Making Sure It Gets Better in Idaho

Many times in my life i have struggled to promise young people that their lives will get better. All these decades later as so many still face school bullying, harassment and even violence, I know I am not the only one who feels the growing weight of obligation to make sure that the lives of young people actually do get better. Not someday, but now.

FIRST: Idaho's anti-bullying law doesn't even mention gay kids.

SECOND: Tragically Idaho has the third highest suicide rate in the nation.  Nationally 1/3 of teen suicides has to do with young people's struggles coping with issues of sexual orientation or gender identity. Too many American kids do not feel safe at school, welcome at church or accepted in their own homes.

THIRD: Suicide is not the only tragedy to come from rejection, fear and a lack of legal protection. Too many young people find themselves more vulnerable to drug addiction and depression as they face these issues alone in rural communities or in silence in our cities.
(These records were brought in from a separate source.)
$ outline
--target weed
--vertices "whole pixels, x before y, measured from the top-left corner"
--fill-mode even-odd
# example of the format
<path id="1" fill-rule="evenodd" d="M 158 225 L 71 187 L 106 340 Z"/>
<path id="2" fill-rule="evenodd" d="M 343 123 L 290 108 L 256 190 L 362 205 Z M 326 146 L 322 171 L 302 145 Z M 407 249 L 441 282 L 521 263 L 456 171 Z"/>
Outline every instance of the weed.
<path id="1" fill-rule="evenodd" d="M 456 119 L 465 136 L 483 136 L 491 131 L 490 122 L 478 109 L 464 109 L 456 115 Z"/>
FORTH: Anti-gay bullying is one of the most common forms of bullying in schools. Here still some teachers fear addressing anti-gay harassment in classrooms because at times teachers have faced disciplinary measures simply for mentioning the word gay. And because Idaho's anti-bullying law doesn't mention any specific kinds of bullying, it leaves open for some students, teachers and parents to believe that gay kids might be an exception to the anti-bullying rule.

If we are going to plead with Idaho's young people not to despair or ever consider self destructive acts like suicide, then we have an obligation; That obligation is to be sure that we change Idaho law so that gay kids are clearly safe and protected.

We must do all we can to make sure it gets better now– not years from now, but now.


Saturday, January 29th will be a statewide day of vigils, rallies and events to support safe schools and fair employment legislation to protect gay Idahoans from job discrimination and Idaho kids from anti-gay bullying. If you are a business person, straight ally, young person or anyone who wants to help organize an event, large or small in your community, let us know. I will pass your information to Lindsey Matson who will work to connect you with other people in your community or area who also want to help.

See photos and more from events in 11 towns across Idaho on Jan 29 and get involved in passing legislation this year.


3 thoughts on “Making Sure It Gets Better in Idaho

  1. Dede Shelton - November 30, 2010

    You go Senator!!! Thanks for standing up for gays and lesbians. I have seen so much pain due to the views and beliefs of Idahoans regarding this population. I hated to see my son unable to walk down the street holding his partners hand. Until our loved ones and friends can feel comfortable enough to show affection or marry who they please, we have to keep climbing the mountain, thanks Nicole

  2. V. Brown - December 1, 2010

    Nicely done Nicole. Thank you for your efforts in the interests of all Idaho’s citizens.

  3. ShoshoneConservative - December 15, 2010

    My concern would be, if the state starts enumerating reasons for “bullying,” it would necessarily exclude other reasons. Many kids are savage and cruel, and don’t really need a reason – it could be that the other child is smaller, or looks different, or is from a different family background. I think the statute is clear: “No student shall intentionally commit, or conspire to commit, an act of harassment, intimidation or bullying against another student.” That would, necessarily, include sexual orientation, or anything else for that matter. Any teacher so ignorant or incompetant that they cannot comprehend the plain terms of a very clearly written statute perhaps should seek employment in a different field.
    Of course, right now, a violation is only an infraction. Did you have in mind misdemeanor penalties for certain “classes” of bullying, i.e., based on race, gender, sexual orientation, etc., while leaving other bullying as an infraction, or simply inserting reasons into the current statute?